Securing Efficiency: Identity and Agentic Systems for a Smarter Victorian Public Service
Will Harrington, Identity Strategist APJ, SailPoint
- The presentation highlighted the “efficiency gap” the VPS report is trying to close (e.g., $5B in savings over five years) through concrete citizen and workforce friction points—like the multi-site, document-heavy kinder enrolment process and the slow onboarding of VPS staff—where “swivel-chair” admin creates cost, delay, and errors.
- The core argument was that identity governance and lifecycle management is a prerequisite for reform at VPS scale: a central identity, authoritative HR sources, and automated joiner/mover/leaver processes become critical when you’re restructuring hundreds of entities, consolidating boards/committees, and shifting staff across departments—because every move is also a security and access-risk moment.
- Agentic AI was positioned as the next layer that can automate cross-system workflows (for citizens and for staff), but only if it’s secured like a privileged actor: agents need explicit access controls, traceable ownership of service accounts (static or ephemeral), tight data boundaries to prevent leakage/hallucinated cross-domain exposure, and monitoring to reduce Shadow AI—ideally supported by an AI Centre of Excellence setting guardrails without stifling productivity.

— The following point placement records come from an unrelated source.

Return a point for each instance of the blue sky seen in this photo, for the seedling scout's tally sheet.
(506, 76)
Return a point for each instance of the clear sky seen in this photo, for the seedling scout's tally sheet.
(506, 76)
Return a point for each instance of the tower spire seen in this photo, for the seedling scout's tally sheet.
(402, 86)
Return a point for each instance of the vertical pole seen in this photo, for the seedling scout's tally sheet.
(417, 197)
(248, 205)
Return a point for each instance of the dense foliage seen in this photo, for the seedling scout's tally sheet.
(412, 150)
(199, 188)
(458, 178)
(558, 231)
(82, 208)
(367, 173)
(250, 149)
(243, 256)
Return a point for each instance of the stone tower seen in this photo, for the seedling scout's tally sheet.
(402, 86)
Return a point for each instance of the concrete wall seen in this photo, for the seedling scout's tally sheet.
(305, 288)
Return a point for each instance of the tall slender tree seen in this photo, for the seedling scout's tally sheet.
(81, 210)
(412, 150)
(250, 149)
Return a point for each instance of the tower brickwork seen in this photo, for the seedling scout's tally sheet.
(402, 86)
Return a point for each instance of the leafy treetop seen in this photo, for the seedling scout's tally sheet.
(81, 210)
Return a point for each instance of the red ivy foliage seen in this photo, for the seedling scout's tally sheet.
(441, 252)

Closing Panel Discussion - Governing at the Speed of AI: Ensuring Control, Accountability and Trust
James Fell, Executive Director Information Security and Data Governance, Court Services Victoria
Chantele Kovacevic, Manager, Digital Governance & Risk, Department of Jobs, Skills, Industry and Regions
- AI adoption across government is outpacing governance and oversight: without strong visibility into what tools are in use (especially when vendors introduce AI features by default), “Shadow AI” becomes the practical risk and control challenge.
- The governance response doesn’t need a brand-new framework, but it does need a faster, more adaptive operating model: reuse existing privacy, security, architecture, and risk controls, assess at the use-case level (not repeatedly at the platform level), and avoid creating another layer of tick-box compliance that can’t keep up with the pace of change.
- A responsible deployment pattern is emerging in high-sensitivity environments: apply a structured assurance framework (plus privacy and information security assessments), restrict risky user behaviours where possible (e.g., limit open-ended prompting), validate outputs using closed-case testing and parallel runs, and keep a human accountable for final decisions—using AI to improve efficiency, quality, and staff wellbeing (including reducing vicarious trauma), rather than automating legal or health decision-making.